BritCaster tells you who in the UK is providing podcast feeds (audio blogging). There's apparently 35 at the moment.

 
Conversate is an interesting idea. It allows you to create your own online discussion space for any topic you like, with anyone you want to invite. Great for organising projects and events. You create an account, start a conversation, invite people to it and chat.

 
Some interesting figures from Nielsen/NetRatings mentioned at MarketingVOX. 11% growth in searching across Europe, increasing from 79 million to 88 million. France is top of the list with 81% of internet users searching regularly, UK is second with 80%. Google is top engine (surprise surprise!), used by 69% of users, MSN has 8.4% share, Ask Jeeves and Yahoo at 8%.

 
Jux2 was an excellent little utility to see what pages various search engines missed and was great to see what one engine indexed that another didn't. There are two other utilities that you can use however; Dogpile missing pieces compares Google, Yahoo and Ask Jeeves, while Thumbshots ranking lets you compare between Google, Yahoo, AlltheWeb, Altavista, MSN, Teoma and Wisenut (and is my preferred choice).

 
Another new initiative from Google - Google Sitemaps.

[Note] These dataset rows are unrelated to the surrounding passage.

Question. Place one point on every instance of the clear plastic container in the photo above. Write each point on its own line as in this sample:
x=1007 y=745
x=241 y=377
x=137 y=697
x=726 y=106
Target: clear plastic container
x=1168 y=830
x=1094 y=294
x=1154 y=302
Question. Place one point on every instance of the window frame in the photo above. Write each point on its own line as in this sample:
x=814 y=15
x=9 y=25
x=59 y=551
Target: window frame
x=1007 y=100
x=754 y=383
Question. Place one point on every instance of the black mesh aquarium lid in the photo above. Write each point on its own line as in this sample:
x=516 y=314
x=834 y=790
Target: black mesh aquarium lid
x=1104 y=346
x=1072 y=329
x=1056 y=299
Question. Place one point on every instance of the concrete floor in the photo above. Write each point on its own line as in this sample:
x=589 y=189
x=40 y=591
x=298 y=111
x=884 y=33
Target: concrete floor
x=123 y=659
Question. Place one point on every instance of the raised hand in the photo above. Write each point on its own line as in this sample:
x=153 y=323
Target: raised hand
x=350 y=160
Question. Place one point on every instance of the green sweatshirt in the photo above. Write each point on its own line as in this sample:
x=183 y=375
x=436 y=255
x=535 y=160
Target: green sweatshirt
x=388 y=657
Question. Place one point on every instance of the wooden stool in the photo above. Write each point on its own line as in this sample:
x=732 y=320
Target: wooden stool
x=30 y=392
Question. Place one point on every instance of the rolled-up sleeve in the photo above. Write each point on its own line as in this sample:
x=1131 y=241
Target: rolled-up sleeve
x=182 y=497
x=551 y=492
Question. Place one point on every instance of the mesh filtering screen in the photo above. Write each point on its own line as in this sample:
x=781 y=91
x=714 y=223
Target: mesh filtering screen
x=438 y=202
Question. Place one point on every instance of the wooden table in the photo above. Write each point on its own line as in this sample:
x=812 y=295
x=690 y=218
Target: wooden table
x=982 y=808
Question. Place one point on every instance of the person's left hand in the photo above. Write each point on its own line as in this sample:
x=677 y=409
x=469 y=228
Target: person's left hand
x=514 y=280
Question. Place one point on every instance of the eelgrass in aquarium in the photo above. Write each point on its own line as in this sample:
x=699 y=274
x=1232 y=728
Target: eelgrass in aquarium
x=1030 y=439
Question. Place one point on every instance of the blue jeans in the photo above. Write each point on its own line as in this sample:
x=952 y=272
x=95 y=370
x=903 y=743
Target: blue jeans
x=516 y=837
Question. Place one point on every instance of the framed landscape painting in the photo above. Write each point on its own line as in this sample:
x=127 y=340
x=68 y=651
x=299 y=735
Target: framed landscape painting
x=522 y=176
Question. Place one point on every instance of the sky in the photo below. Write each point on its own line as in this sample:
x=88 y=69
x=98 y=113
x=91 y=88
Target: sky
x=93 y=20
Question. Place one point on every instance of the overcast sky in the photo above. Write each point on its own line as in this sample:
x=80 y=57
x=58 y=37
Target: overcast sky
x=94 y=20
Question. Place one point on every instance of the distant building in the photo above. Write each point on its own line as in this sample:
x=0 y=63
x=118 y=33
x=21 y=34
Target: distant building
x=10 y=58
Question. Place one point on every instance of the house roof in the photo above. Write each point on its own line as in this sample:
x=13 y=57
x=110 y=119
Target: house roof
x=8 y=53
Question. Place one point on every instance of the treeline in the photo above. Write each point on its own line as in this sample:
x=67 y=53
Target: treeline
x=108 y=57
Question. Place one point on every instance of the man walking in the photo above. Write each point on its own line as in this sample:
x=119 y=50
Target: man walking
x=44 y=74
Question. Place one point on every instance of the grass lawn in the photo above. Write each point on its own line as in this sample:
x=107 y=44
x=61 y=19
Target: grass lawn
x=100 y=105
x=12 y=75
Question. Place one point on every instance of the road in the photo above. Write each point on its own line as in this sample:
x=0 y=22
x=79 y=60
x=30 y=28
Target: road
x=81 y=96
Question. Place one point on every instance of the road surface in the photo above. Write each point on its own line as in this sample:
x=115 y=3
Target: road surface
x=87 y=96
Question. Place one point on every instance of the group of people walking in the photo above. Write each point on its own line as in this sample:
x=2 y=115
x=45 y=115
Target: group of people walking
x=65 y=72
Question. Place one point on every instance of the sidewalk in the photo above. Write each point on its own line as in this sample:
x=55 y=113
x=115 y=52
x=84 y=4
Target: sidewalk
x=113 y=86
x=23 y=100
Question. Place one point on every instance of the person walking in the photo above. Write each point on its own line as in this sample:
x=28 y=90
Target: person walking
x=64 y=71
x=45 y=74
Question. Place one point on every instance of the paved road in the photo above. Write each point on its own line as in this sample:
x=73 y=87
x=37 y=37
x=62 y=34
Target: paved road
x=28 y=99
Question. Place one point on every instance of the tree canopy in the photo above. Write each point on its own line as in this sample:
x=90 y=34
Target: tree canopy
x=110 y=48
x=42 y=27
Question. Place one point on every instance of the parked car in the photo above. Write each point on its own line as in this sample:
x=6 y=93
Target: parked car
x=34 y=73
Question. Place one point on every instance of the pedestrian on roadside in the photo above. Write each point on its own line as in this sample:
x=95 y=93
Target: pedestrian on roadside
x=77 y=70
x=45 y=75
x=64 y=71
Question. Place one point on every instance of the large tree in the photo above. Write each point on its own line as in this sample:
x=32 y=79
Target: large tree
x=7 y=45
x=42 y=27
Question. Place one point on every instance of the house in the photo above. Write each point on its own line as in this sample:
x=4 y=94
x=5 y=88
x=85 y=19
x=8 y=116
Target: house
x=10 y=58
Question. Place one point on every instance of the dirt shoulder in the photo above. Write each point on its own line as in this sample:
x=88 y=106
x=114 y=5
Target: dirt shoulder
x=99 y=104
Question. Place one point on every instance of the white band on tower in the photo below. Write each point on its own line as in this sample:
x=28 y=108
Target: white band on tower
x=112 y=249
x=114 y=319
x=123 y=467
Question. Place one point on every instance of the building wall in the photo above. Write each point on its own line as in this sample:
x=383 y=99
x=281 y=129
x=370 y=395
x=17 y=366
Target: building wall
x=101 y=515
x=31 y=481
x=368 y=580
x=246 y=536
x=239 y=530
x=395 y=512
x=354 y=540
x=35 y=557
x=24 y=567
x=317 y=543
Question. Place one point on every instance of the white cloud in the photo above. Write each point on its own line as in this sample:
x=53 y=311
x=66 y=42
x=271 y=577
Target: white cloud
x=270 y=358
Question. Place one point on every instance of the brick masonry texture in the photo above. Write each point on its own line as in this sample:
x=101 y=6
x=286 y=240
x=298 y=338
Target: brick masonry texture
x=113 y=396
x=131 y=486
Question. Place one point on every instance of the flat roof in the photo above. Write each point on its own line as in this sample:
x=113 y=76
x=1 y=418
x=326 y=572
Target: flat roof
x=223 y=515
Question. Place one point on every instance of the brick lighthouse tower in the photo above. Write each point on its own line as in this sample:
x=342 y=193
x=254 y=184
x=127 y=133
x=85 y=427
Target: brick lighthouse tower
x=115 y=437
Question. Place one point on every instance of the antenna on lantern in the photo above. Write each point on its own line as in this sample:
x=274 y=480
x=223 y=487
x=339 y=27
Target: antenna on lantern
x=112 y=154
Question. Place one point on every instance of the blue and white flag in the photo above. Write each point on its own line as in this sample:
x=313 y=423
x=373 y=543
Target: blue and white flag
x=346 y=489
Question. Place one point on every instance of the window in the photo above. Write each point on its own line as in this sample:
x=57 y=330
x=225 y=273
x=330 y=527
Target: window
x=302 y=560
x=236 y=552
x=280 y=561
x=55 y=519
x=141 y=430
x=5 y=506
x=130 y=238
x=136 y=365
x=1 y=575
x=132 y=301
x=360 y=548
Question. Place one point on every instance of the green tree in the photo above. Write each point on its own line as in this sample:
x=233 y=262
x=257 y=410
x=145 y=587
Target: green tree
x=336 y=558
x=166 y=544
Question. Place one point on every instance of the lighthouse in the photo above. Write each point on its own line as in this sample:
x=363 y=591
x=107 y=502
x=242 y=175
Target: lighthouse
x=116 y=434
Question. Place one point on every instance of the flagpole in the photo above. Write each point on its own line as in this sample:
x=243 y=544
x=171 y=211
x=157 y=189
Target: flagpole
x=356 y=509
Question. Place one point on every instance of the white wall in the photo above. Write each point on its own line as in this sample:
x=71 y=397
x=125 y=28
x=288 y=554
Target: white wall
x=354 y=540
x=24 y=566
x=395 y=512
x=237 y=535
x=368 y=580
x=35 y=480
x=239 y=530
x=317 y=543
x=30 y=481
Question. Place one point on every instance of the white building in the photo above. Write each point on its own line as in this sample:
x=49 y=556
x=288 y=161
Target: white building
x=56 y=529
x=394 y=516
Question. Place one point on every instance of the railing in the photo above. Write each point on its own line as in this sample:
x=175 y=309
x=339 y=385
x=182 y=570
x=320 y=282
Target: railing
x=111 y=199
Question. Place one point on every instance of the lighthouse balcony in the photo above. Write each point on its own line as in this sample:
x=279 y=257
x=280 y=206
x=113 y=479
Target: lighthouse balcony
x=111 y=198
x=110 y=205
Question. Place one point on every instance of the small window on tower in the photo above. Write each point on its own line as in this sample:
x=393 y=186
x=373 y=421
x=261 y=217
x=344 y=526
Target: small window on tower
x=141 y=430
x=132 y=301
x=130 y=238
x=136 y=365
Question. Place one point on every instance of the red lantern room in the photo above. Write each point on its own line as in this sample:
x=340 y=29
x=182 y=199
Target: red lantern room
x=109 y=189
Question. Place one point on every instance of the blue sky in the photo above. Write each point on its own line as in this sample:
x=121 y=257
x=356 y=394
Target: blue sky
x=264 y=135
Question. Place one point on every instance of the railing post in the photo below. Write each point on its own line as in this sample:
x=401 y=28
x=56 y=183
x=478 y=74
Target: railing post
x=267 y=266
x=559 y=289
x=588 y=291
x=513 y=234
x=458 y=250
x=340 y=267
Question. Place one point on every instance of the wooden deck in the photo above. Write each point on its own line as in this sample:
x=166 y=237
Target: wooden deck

It's an easy way for you to help improve your coverage in the Google index, as it is a collaborative crawling system. You need do quite a lot of work on your site to make it work, but if you have problems with Google finding all your pages it might be worth exploring.

 
The Online Etymology Dictionary is very nice. Not only does it tell you about the word that you're interested in, it also gives you explanations of other words linked to the one you looked for. I could spend hours there!